La cofondatrice et directrice de Label Emmaüs, alternative sociale, durable et solidaire aux grandes marketplaces, met la colère originelle que lui inspirent les inégalités au service du développement d’un modèle économique plus en phase avec les enjeux de notre temps. Elle le martèle : non seulement transition écologique et justice sociale peuvent aller de pair, mais la première ne pourra advenir sans l’autre. 

 

Maud Sarda passe une grande partie de sa jeunesse en Guadeloupe, "un paysage de carte postale où richesses culturelle et historique côtoient pauvreté, chômage et sentiment de déclassement par rapport à la métropole. Cela a constitué pour moi les premières graines de la colère". Bonne élève, après son bac elle entre en prépa HEC à Montpellier avant d’intégrer l’Edhec, à Nice. En parallèle de ses études, elle s’engage dans des missions humanitaires. Elle garde d’un été à Madagascar un souvenir mitigé : "On était partis pour électrifier une maternité avec des panneaux solaires. Je n’ai pas apprécié le rapport déconnecté avec les populations locales. On ne faisait rien pour préparer leur autonomie. Cette expérience m’a permis de mettre de côté certains fantasmes sur l’humanitaire." Maud Sarda entre dans la vie professionnelle en 2005, en rejoignant Accenture. "Pour rembourser le prêt que j’avais contracté pour mes études", précise-t-elle. "Du moment où j’ai effectué ma dernière mensualité, j’ai d’ailleurs basculé sur la fondation de l’entreprise." C’est là qu’elle entre en contact rapproché avec les acteurs de l’économie sociale et solidaire et qu’elle trouve en Emmaüs "le syncrétisme" de ses combats : lutte contre la grande exclusion, dimension économique, valeur travail, invention d’une autre société.

Un e-commerce à la hauteur des enjeux de notre époque

Label époque

Elle rejoint le mouvement en 2010, en tant que responsable nationale économie solidaire.
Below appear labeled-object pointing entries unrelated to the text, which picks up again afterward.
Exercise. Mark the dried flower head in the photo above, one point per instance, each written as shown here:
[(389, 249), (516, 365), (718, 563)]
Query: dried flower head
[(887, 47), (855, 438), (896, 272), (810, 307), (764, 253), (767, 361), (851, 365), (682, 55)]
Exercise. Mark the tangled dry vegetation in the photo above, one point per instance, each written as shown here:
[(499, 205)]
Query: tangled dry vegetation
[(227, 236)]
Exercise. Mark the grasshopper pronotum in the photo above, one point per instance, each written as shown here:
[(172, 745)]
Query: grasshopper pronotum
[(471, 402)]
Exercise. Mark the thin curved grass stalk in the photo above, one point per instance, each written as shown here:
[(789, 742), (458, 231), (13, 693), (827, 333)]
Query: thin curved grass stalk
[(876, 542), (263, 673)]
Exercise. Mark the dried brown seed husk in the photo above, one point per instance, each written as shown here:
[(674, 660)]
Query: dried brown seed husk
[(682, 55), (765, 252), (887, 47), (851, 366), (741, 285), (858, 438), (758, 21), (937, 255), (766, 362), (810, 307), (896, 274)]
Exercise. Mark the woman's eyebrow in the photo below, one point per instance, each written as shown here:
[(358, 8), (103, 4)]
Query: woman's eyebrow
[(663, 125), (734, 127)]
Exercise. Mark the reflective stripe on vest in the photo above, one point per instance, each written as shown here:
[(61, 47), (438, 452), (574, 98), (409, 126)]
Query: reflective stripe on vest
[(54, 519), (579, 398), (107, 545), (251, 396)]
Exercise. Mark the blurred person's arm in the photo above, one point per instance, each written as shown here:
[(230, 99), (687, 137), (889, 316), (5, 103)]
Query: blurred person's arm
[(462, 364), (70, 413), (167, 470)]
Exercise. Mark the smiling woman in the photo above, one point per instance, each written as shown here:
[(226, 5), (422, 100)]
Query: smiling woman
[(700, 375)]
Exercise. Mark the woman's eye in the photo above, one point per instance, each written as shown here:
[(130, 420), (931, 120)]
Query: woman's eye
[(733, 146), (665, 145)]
Concrètement, elle accompagne les associations et entreprises sociales adhérentes sur des questions de gouvernance, juridiques, ou de ressources humaines. Cinq ans plus tard, elle lance une mission exploratoire pour la création d’une plateforme digitale, vitrine des 352 points de vente en France et canal de vente en ligne pour l’ensemble du mouvement Emmaüs. Label Emmaüs est né. En quelques années, la plateforme s’impose sur un marché pourtant fortement concurrentiel : "En six ans, nous sommes passés d’un catalogue de 3 000 à 2 millions de produits, le tout en formant 1 400 personnes aux métiers de la vente en ligne et avec un taux de satisfaction client de 9,2 sur 10", résume Maud Sarda. Comment ? En misant sur sa différence et "en prenant le contre-pied total de plateformes comme Amazon". À titre d’exemple, sur Label Emmaüs, pas de livraison express, 80 % des vendeurs utilisent des emballages récupérés, 100 % de la valeur créée est réinjectée dans l’entreprise et l’écart de salaire n’est que de un à trois. Sans compter les centaines de personnes en situation d’exclusion qui se raccrochent ainsi au monde du travail et à la société en général. Bref, un e-commerce à la hauteur des enjeux de notre époque.

Label action

Face à un monde qui ne semble pas en avoir pris la juste mesure, certains sont tentés de céder au découragement, voire à l’éco-anxiété. Maud Sarda préfère le combat, l’action. "C’est ma sociale-anxiété qui m’anime et me pousse à rester fidèle au précepte d’Emmaüs : ne pas subir, toujours agir." De là à être optimiste pour l’avenir ? Pas vraiment, mais là n’est pas la question. Il y a quelque chose du Sisyphe camusien dans son combat : poussant inlassablement sa pierre, trouvant le sens de son existence dans la révolte face à l’absurdité de sa condition. "Il faut imaginer Sisyphe heureux", conclut Camus. Et derrière son sourire teinté de fatalisme, Maud Sarda aussi.